Sometimes the visitors are not characters that we created ourselves, but creatures from distant planets fashioned by other writers. I have fallen in and out of love with many authors during my lifetime of reading. My first love was as I’ve stated many times before, “The Boxcar Children”, by Gertrude Chandler Warner, which I read while in third grade. There have been many others along the way, and then in high school I found the classic love stories of Kathleen Woodwiss, “Ashes in the Wind”, “A Rose in Winter”, “Petals on the River”, and “Shanna”, I could go on and on. Then I sort of stuck with the current name brand authors, like Danielle Steele, Mary Higgins Clark, Sandra Brown, Nora Roberts, Fern Michaels, Luanne Rice, and Christian novelist, Leisha Kelly. I have read hundreds of books by these ladies. Forgive me, but I sometimes break the sisterhood pack and stray to male authors like, John Saul, John Gresham, Nicholas Evans, Paul Young, Richard Nance, and James Alexander Thom and of course… that rouge, Nicholas Sparks!


What wonderful authors all the above are, but the gist of this blog is not to focus on the above, most of whom are New York Best Sellers, but to tell you of some of the finest authors I’ve stumbled upon on my journey the past few years. Some of the best writers may not have even been discovered yet. I’ve recently read three books by first time authors, “The Help”, by Kathryn Stockett, “Color Me Butterfly” by L.Y. Marlow, and “The Shack” by W. M. Paul Young, absolutely great reads. Somebody took a chance on these aspiring writers and look at the beautiful, and meaningful words these newcomers have composed.


Then there are those authors like me who have had their work published by a small press such as Lucky Press. What a blessing these small presses are. They reach out and take new authors under their wing. Mentoring, encouraging, and basically hand feeding us until we’re ready to take flight, soaring out into the world with our first published novel in our hands, a dream come true. These presses may not be name brand, like Doubleday, Dorchester or Simon & Schuster but as in most other things, the generic version is often just as good, and sometimes even better than those name brands.


I have read the classics such as “The Poisonwood Bible” by Barbara Kingsolver, and John Stinbeck’s “East of Eden”. Great works! But… not to go un-noticed were the other great works I’ve come across. “Journey of the Chosen”, and “The Secrets of the Sword” by Richard Nance, “Smoky Mountain Magic” by Horace Kephart, “Storming Heaven” and “The Unquiet Earth” by Denise Giardina.

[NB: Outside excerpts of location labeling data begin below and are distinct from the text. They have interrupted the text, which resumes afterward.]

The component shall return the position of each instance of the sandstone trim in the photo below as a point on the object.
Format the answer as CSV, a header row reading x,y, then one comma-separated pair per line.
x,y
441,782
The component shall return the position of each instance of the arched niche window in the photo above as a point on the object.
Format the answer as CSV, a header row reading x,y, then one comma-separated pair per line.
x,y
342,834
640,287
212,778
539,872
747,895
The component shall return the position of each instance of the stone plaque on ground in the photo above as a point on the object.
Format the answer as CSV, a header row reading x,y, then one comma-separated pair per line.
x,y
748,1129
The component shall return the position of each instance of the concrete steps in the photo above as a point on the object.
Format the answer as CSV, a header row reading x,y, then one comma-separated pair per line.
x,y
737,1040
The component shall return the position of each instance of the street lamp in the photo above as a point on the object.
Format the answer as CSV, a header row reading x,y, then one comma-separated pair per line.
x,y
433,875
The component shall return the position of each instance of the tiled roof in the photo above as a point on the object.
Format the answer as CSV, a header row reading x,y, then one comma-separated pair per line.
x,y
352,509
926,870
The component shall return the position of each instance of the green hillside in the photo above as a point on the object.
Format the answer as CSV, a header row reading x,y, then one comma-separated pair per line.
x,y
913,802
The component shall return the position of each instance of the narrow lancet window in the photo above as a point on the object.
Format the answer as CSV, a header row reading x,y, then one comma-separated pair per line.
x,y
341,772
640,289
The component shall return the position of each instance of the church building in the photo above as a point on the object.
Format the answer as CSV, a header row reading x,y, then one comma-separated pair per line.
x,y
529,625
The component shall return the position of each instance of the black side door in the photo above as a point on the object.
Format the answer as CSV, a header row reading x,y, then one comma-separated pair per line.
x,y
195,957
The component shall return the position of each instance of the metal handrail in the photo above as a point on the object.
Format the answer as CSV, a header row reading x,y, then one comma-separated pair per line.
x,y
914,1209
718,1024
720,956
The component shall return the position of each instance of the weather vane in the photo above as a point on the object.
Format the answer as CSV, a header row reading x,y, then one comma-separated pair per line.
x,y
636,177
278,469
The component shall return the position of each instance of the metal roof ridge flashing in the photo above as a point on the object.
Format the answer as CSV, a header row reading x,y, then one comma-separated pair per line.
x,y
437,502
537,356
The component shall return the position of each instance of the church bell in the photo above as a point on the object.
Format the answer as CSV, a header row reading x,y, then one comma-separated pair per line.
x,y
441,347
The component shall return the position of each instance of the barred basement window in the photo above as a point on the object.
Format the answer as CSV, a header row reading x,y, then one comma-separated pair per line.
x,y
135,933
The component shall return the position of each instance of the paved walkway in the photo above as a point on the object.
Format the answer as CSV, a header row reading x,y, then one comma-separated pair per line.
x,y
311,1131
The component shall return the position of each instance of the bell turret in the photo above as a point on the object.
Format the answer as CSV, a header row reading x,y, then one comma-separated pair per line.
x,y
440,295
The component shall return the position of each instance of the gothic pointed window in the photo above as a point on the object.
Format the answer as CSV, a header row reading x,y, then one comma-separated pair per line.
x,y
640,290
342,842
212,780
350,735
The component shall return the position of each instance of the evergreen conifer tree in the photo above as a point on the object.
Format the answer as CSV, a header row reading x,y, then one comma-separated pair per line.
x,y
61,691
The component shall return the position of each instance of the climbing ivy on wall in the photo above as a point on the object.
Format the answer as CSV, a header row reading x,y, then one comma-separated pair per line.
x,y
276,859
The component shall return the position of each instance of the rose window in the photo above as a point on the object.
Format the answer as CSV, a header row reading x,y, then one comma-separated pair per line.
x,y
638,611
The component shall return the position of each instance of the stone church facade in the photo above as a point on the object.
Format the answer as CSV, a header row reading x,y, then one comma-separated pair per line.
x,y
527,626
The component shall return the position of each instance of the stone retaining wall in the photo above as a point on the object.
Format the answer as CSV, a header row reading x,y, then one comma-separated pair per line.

Then from my own family of Lucky Press authors, “Max and Menna”, a heart-wrenching story of children who are left to fend for themselves as their mother drowns herself in the bottle. The story of “Max and Menna”, by Shauna Kelley will touch you to your very core. Then there is “There are no Words”, by Mary Calhoun Brown. A story that takes you into the body and soul of an autistic little girl named Jaxon. This gripping, suspenseful tale of friendship, challenge and intrigue will stay in your heart for a long time. Did well-known authors write these two novels? No. Were they written by authors who have shown us their talent? Yes. Watch out Nora and Danielle, Shauna, and Mary is on the prowl. Two other new releases from Lucky Press, LLC are “Dappled Glory”, by Diane Mechem Kinser, and “The Prophet of Sorrow”, by Mark Van Aken Williams. Both are on my reading list.


I am also very excited about the release of several other new novels this year by Lucky Press. “Norah”, by Cynthia Neale, “Leaving the Hall Light On”, by Madeline Sharples, “My Beginning”, by Melissa Kline, “String Bridge”, by Jessica Bell and “Santa’s Brother, Santa Claus: Paper Doll”, by the founder of Lucky Press, our own Janice Phelps Williams. For a complete list of Lucky Press authors and their titles visit the Lucky Press website at www.LuckyPress.com.


I know I’ll still wander back and pick up a brand name now and again, like Charles Frazier or Catherine Anderson, but my desire for quality and value will always make me take a look at the generics first.